Hi Tom!
The snippet looks fine at a glance, though I wonder why you are not just using maintenance/edit.php.
Am 19.09.19 um 14:17 schrieb Tom Schulze:
I import pages using a custom maintenance script which reads a files' content from the file system and saves it to the mediawiki db using:
$title = Title::newFromText('Widget:MyWidget'); $wikiPage = new WikiPage( $title ); $newContent = ContentHandler::makeContent( $contentFromFile, $title ); $wikiPage->doEditContent( $newContent );
In the MW Class reference https://doc.wikimedia.org/mediawiki-core/master/php/classContentHandler.html#a2f403e52fb305523b0812f37de41622d it says "If [the modelId parameter for ContentHandler::makeContent() is] not provided, $title->getContentModel() is used." I assume, that it checks the namespace among others and uses javascript for Widgets? Because in my case it's a widget that causes the error. The extension is installed prior to the importation and the namespace 'Widget' exists.

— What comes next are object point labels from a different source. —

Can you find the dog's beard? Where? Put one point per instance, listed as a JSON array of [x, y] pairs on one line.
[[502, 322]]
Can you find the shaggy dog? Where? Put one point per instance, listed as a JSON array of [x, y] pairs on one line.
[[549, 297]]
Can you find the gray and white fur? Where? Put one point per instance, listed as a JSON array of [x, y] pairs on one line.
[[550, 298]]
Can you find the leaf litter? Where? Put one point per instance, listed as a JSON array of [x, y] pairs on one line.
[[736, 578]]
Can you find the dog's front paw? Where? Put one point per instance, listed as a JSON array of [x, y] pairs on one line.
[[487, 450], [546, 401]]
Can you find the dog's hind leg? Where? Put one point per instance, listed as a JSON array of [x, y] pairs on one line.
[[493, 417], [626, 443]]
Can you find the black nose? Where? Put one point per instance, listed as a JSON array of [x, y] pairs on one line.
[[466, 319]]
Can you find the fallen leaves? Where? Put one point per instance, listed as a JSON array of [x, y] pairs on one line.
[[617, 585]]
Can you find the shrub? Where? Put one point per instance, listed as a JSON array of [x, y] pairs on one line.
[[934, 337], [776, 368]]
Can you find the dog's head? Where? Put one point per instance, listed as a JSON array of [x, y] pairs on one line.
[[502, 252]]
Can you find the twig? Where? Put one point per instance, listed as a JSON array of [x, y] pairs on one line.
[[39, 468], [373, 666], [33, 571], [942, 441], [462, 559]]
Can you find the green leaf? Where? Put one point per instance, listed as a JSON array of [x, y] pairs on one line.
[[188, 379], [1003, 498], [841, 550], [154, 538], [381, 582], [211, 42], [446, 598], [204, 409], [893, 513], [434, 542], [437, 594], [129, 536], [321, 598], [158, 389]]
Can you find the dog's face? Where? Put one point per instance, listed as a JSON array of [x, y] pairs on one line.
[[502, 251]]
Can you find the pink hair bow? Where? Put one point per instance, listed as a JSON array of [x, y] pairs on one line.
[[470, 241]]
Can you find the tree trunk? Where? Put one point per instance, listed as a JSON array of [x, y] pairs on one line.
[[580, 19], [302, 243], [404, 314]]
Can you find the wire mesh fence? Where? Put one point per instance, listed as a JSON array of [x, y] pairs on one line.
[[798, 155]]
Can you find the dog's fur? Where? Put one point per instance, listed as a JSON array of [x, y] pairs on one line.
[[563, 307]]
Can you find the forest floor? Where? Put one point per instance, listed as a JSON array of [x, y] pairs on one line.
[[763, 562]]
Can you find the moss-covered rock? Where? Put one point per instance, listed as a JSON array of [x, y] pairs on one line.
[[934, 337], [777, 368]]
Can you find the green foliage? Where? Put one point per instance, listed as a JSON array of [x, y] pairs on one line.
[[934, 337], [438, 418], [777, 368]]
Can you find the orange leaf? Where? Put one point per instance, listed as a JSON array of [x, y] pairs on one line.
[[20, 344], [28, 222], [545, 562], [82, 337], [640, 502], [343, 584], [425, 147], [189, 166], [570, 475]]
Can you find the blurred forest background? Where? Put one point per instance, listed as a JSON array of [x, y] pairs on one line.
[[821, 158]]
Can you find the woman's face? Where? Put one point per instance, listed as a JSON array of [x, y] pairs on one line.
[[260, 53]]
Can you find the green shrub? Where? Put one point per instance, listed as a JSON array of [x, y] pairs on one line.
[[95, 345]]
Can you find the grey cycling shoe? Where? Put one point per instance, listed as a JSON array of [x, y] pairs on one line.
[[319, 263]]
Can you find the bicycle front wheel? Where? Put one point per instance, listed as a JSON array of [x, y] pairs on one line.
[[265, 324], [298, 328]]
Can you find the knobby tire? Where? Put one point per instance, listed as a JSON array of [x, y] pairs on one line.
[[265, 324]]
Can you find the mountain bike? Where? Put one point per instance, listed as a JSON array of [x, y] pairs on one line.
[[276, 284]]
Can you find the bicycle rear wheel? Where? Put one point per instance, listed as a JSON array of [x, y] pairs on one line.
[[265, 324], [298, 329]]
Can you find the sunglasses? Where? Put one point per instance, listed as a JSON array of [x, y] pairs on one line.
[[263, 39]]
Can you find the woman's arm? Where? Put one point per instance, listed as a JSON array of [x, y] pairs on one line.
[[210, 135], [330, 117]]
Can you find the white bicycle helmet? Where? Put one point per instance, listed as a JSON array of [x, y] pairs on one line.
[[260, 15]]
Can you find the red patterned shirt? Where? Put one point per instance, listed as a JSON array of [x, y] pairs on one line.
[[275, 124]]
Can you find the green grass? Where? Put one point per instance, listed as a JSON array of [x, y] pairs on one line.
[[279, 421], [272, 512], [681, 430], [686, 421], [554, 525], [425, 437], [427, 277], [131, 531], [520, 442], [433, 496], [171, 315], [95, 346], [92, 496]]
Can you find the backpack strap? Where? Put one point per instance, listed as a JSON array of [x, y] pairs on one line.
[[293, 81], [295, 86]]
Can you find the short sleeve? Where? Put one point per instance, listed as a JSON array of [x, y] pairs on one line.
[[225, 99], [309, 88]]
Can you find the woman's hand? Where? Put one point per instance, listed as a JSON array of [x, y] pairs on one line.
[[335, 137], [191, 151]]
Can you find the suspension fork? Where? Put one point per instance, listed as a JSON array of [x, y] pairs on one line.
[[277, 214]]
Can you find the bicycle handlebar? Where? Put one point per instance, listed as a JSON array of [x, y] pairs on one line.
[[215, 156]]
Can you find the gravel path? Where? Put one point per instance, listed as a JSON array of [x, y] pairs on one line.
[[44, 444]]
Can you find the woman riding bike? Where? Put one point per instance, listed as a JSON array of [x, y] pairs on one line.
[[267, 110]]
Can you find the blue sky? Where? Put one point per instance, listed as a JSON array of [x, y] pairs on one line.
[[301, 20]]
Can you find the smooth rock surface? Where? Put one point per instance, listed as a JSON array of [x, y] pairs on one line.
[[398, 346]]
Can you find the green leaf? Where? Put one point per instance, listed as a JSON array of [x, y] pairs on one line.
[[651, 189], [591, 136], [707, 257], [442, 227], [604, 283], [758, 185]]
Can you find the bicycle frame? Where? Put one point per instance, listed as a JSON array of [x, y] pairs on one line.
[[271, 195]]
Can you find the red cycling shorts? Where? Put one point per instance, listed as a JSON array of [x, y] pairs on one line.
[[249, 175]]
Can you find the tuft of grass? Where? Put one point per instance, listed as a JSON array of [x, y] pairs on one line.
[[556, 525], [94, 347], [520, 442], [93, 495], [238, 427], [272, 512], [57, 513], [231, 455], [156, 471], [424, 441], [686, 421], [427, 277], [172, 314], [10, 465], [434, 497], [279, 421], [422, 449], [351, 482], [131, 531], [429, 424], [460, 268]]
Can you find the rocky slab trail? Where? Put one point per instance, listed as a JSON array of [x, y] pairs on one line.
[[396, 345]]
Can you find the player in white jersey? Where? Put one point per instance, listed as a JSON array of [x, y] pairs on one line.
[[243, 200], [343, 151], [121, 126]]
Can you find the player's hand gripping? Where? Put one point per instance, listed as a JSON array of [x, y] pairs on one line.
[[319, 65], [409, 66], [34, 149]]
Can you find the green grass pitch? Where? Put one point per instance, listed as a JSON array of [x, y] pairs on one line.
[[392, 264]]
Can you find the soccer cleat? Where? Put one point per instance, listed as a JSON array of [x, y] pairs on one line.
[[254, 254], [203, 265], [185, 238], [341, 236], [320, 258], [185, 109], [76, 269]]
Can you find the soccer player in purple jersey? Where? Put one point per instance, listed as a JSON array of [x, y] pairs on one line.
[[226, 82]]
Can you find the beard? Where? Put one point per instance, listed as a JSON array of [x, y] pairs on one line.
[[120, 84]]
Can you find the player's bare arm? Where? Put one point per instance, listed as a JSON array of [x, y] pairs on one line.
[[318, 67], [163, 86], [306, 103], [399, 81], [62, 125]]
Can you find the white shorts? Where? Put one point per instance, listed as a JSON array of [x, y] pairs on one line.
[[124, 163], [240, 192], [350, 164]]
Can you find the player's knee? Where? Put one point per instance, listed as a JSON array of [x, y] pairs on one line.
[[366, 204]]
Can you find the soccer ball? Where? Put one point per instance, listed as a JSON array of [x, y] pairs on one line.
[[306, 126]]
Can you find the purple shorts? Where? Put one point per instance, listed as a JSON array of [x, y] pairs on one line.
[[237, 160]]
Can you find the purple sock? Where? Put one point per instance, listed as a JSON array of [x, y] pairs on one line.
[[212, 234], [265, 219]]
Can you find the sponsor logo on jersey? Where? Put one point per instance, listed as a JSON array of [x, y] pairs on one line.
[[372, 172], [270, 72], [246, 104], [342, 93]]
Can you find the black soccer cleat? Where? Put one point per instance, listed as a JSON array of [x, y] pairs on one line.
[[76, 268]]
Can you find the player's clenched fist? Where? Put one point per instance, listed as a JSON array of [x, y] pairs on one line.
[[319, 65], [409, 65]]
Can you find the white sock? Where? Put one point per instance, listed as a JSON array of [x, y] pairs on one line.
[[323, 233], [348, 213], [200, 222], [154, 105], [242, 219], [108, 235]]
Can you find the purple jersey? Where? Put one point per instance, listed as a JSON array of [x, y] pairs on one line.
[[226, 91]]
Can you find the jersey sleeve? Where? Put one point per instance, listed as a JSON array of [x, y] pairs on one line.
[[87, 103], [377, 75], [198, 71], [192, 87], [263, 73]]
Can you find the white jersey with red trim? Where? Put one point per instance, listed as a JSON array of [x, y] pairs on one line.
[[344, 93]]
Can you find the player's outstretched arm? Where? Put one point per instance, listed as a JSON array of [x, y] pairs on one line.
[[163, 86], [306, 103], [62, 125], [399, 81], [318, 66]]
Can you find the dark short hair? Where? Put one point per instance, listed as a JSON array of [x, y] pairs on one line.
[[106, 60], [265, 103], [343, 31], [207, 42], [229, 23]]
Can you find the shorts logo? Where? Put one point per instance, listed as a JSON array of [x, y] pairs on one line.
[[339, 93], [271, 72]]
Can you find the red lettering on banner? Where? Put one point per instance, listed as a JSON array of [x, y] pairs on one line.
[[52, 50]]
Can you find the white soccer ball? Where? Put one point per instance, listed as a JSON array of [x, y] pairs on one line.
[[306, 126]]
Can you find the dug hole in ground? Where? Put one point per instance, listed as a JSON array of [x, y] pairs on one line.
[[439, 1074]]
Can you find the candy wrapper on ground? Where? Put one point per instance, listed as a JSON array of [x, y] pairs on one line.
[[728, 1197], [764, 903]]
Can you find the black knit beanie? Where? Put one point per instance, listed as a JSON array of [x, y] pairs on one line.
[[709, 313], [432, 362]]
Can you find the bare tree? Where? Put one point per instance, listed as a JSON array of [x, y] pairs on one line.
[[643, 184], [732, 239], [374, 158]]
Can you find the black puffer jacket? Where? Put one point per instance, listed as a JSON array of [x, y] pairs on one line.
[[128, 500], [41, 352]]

So what should happen is that Title::getContentModel() decides that the default model for the Widget namespace should be javascript (based on an entry in $wgNamespaceContentModels made by the extension), and return the string "javascript".
When recording the model of the content in the content table, that string gets normalized by creating an entry in the content_models table, if no such entry exists yet for "javascript", generating a unique integer ID (in your case, this appears to be 2). This integer gets recorded in content.content_model_id.
When reading the page's content later, the model name associated with 2 is looked up in the content_models table (actually, in a cached version of that table), returning "javascript". This however fails in your case.
The question is: since the number 2 was generated by an auto-increment key when inserting into content_models, why is the row now missing from the table? How can that be?
Is there something wrong with the snippet?
Not in an obvious way.
The only explanation I have is that the edit actually fails for some reason, and the database transaction gets rolled back. This would result in a situation where the row for "javascript" is not in content_models, but it's still in the cached version of that table (in APC memory or memcached or whatever you have your object cache set to).
So perhaps you retry after the initial failure. Since the cached table has an entry for "javascript", MediaWiki will just use that, and not write to the table again. Your edit succeeds - but now you have the number 2 in content.content_model_id, but no row for 2 in the content_models table. You can still read the page as long as you have the cached version of the content_models table in memory - but as soon as the cache expires, things blow up.
As I said in my earlier response, I'm working on a patch to avoid this situation, see https://gerrit.wikimedia.org/r/c/mediawiki/core/+/514245.
However, I'm still not 100% sure that what I described above is what actually happened. Did you have some kind of failure when you first tried to import the widget (or any javascript, such as MediaWiki:common.js?)
If you didn't, I'm back to having no clue as to what might be causing this problem. Which of course would not be good at all :)